There have been some changes to the plan but the shields are coming along nicely. In terms of timing it took quite a bit longer to buy materials, and cut materials, than anticipated. Because of that we’re dropping the cloth covering due to drying time. We’re going full on boffer construction, instead of historic. But the trip to Home Depot, although long, was very fruitful. Modern retail building materials offer some amazing short cuts in the construction of larp gear. 

Home depot has a section of pre cut plywood. Which they call “Project Panels” instead of “plywood”. This makes them very hard to search for either online or in the store, unless you know what they are called. They have 24 x 24 inch sections, and 24 x 48 inch sections of varying thickness. Although smaller than the dimensions we planned on, they make nice first time shields. The logistics of getting the full plywood sheet into the car was really daunting. 
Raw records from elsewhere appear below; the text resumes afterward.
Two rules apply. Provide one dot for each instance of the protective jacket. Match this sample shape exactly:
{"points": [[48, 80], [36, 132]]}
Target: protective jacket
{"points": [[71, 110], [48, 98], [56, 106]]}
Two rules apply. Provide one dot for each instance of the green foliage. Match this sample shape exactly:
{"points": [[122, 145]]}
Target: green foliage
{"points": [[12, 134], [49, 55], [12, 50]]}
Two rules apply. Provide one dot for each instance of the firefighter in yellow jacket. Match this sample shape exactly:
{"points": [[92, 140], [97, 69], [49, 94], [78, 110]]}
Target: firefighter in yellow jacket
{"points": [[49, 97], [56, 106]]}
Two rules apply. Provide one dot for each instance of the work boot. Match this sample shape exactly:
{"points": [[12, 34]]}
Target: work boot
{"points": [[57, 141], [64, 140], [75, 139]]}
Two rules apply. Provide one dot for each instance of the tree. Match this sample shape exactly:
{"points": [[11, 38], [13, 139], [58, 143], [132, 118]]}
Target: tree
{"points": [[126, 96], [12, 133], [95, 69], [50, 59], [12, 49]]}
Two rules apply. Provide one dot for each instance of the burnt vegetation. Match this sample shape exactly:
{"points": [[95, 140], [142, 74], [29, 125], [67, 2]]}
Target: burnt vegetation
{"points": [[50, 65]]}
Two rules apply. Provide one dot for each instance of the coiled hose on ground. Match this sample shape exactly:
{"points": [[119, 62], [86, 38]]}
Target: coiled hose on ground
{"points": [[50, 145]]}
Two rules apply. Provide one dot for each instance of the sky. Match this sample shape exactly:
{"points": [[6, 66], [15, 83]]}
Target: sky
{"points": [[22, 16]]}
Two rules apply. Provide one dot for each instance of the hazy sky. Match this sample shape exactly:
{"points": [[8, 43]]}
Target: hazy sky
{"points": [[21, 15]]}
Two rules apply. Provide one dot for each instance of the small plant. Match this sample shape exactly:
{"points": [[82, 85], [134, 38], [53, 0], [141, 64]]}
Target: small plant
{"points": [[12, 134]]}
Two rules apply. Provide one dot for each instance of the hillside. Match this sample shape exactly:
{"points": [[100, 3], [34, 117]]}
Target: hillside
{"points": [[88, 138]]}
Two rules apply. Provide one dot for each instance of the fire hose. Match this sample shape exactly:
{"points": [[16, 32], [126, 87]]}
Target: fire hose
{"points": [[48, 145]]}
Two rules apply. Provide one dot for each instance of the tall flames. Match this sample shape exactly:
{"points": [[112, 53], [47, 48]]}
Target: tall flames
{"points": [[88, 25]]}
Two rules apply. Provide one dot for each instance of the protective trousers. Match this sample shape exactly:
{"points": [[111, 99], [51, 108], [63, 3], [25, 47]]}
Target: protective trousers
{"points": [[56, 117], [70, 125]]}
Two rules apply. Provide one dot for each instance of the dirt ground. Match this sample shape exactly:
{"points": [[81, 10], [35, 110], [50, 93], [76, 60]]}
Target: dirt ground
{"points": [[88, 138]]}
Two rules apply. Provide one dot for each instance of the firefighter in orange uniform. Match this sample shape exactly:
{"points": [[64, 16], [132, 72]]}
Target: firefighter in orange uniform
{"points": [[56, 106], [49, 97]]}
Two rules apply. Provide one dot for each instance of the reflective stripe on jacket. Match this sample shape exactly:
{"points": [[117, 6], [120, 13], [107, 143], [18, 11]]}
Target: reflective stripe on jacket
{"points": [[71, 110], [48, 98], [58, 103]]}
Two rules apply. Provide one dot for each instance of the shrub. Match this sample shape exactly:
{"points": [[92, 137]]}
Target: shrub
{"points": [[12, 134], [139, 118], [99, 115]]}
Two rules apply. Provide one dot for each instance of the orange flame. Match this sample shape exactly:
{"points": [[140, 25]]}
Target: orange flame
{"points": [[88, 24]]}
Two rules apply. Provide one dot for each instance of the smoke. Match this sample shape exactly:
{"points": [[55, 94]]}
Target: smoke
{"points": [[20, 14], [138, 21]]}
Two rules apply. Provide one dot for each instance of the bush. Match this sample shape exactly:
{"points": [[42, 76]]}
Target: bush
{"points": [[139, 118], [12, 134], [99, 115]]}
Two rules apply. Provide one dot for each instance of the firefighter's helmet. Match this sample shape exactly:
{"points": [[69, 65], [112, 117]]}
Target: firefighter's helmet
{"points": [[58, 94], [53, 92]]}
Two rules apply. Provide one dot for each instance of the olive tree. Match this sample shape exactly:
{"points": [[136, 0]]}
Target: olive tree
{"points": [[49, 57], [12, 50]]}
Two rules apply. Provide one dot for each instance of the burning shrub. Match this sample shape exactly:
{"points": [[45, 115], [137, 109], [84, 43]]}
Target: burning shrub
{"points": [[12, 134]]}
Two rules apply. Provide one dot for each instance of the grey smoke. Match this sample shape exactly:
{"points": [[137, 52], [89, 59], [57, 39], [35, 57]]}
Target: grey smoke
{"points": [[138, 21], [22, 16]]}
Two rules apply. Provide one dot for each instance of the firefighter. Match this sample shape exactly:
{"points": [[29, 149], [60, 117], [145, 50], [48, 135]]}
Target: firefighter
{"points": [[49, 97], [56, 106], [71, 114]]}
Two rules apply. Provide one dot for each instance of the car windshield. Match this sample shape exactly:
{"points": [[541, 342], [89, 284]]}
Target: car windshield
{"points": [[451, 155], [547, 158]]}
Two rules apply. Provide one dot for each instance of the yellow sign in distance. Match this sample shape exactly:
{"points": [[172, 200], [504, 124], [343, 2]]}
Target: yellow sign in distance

Some Home Depots will cut the material, but stores are changing their policy on cutting on a case by case basis. Some do, some don’t. We didn’t get a chance to ask at ours. Future versions of these shields should be cut from a full plywood sheet to get the 30 inch diameter that is more historically correct. But we’re larping, so we’re forgoing historic accuracy and just learning how to make these things.
Additionally we noticed the larger size board, and that made me want to build a kite shield. So instead of building two round viking style shields, we’re building three. It’s going to be a good shield though, so in the end very much worth it.
First measure, then cut. In fact measure twice. Cut once. Using twine and a pencil draw a circle on the project panel as a guide for the jig saw. From the same center point on the board measure out the circle for the boss. There are plenty of ways to measure incorrectly! The easiest of which is to trace the outer edge of the boss on the panel, then cut it out. Don’t do that! You’ve just cut off the area of the shield needed to attach the boss. Use the inner distance of the boss to cut the hole.
Our boss haven’t arrive yet. So no pictures yet. Also we didn’t want to cut the inner circle without knowing exactly the dimensions of the boss (for exactly the reason just mentioned). We can’t really do too much more for the round shields before the 2 boss arrive. But we can continue with the kit shield, as that will have a different kind of grip.
Then cut the boards. Being a modern urban home we have no workbench. Which is a shame. There have been so many times where I would rather be crafting something, but cannot for lack of a place to do it. One extension cord, and my parking space solved the problem. Also two buckets from borrowed from the building made for a handy work area.
This took all afternoon. Way longer than I thought. Purchasing and cutting the materials one day, then finishing up the next day made a lot of sense. With this practice attempt out of the way, things will go much quicker. There was no small amount of ‘figuring stuff out’. Which essentially means standing around and analyzing our options. Or wandering home depot isles.
Next slice one 10 foot plastic tubing from end to end. When slicing take care not to cut the tube in half. You want the tube in one piece. Then using tape wrap the tube around the outside edge of the shield. This tube is needed to prevent the board from cutting the foam during play. Adding this vastly increases the lifespan of your shield. If you just add foam around the wood, strikes by weapons will quickly shred the foam from the inside.
That’s how far we got on the first day. Well that and a trip to the dollar store to buy cheap ‘leather’ dog collars. Next we’re going to add the foam insulation, and cover with duct tape. Perhaps in some form of interesting design or pattern. Or maybe we’ll just get them done and get to fighting.